Hier haben wir erst einmal die Grundlagen klargestellt, auf denen wir unsere Einschätzung eines psychosomatischen Zustandes aufbauen können. Die von mir benannten Gefühle sind Grundbedürfnisse, die im Geben und Nehmen das gesunde Leben ermöglichen. Damit ist mein so oft zitierter Satz die Grundlage einer jeden Heilung:
 
Liebe, Freude und Vertrauen,
darauf will ich immer bauen!
 
Um das, was aus dem Lot geraten ist, herauszufinden, können wir uns über eine psychosomatische „Übersetzung“ dem Problem nähern. Somit sind die „allgemeinen pathologischen Zeichen“ etwas, worüber wir fahnden können, wo das Leben aus dem Ruder gelaufen ist und unsere eigene Bedürftigkeit nicht mehr befriedigt wird. Wir selbst haben uns aus unserer Mitte der Liebe, der Freude und des Vertrauens entfernt.

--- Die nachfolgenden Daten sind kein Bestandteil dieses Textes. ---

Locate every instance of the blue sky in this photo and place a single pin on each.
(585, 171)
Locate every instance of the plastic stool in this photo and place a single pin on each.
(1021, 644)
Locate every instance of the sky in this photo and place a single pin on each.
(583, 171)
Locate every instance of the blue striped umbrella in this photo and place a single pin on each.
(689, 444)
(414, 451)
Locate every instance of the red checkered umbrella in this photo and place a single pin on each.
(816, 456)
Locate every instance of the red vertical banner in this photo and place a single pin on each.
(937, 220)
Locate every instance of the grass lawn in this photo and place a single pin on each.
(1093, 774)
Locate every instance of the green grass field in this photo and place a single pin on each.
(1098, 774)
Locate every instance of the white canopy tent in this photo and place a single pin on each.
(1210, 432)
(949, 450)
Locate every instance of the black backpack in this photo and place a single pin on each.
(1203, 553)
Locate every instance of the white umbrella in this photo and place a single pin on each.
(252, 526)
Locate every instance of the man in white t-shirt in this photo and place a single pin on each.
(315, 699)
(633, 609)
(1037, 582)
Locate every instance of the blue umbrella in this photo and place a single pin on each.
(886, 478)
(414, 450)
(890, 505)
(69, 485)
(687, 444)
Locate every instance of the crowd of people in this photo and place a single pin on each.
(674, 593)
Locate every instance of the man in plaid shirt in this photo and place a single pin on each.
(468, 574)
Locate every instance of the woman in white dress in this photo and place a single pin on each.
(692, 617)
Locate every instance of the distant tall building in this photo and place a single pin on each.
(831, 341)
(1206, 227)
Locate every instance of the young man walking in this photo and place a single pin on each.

Wir selbst können uns jedoch wieder dorthin bewegen.

 
Unser bester Weg zu uns selbst – und ein ganz einfacher obendrein:
 
Wir treten morgens vor unseren Spiegel und blicken hinein. Wir wissen, dass wir hier unsere beste Freundin / unseren besten Freund sehen, mit der/dem wir ein Leben lang verbunden sind. Wir lächeln uns an und sagen uns „Ich habe mich aus tiefstem Herzen lieb! Ich sorge immer für mich! Ich vertraue auf mich!“ Wir legen die linke Hand um unsere Taille und die rechte auf die linke Schulter. Wir sehen, dass wir uns in den Arm nehmen können und akzeptieren unseren eigenen Schutz.
 
*
Spieglein, Spieglein an der Wand,
mach mich mit mir selbst bekannt.
Lach mich jeden Morgen an,
dass ich alles schaffen kann!
 
*
 
Zeig mir meinen besten Freund,
weil daraus mein Leben keimt.
Mit Liebe, Freude und Vertrauen
kann ich auf die Zukunft bauen.
 
***
 
Wenn wir empathisch auf uns selbst eingehen, können wir wieder wachrütteln, was in unseren Tiefen eingeschlafen ist. Wenn wir uns selbst daran erinnern, dass wir uns selbst der/die Nächste sind. Was unsere Kultur ignoriert, wollen wir für uns selbst wieder mobilisieren: uns selbst.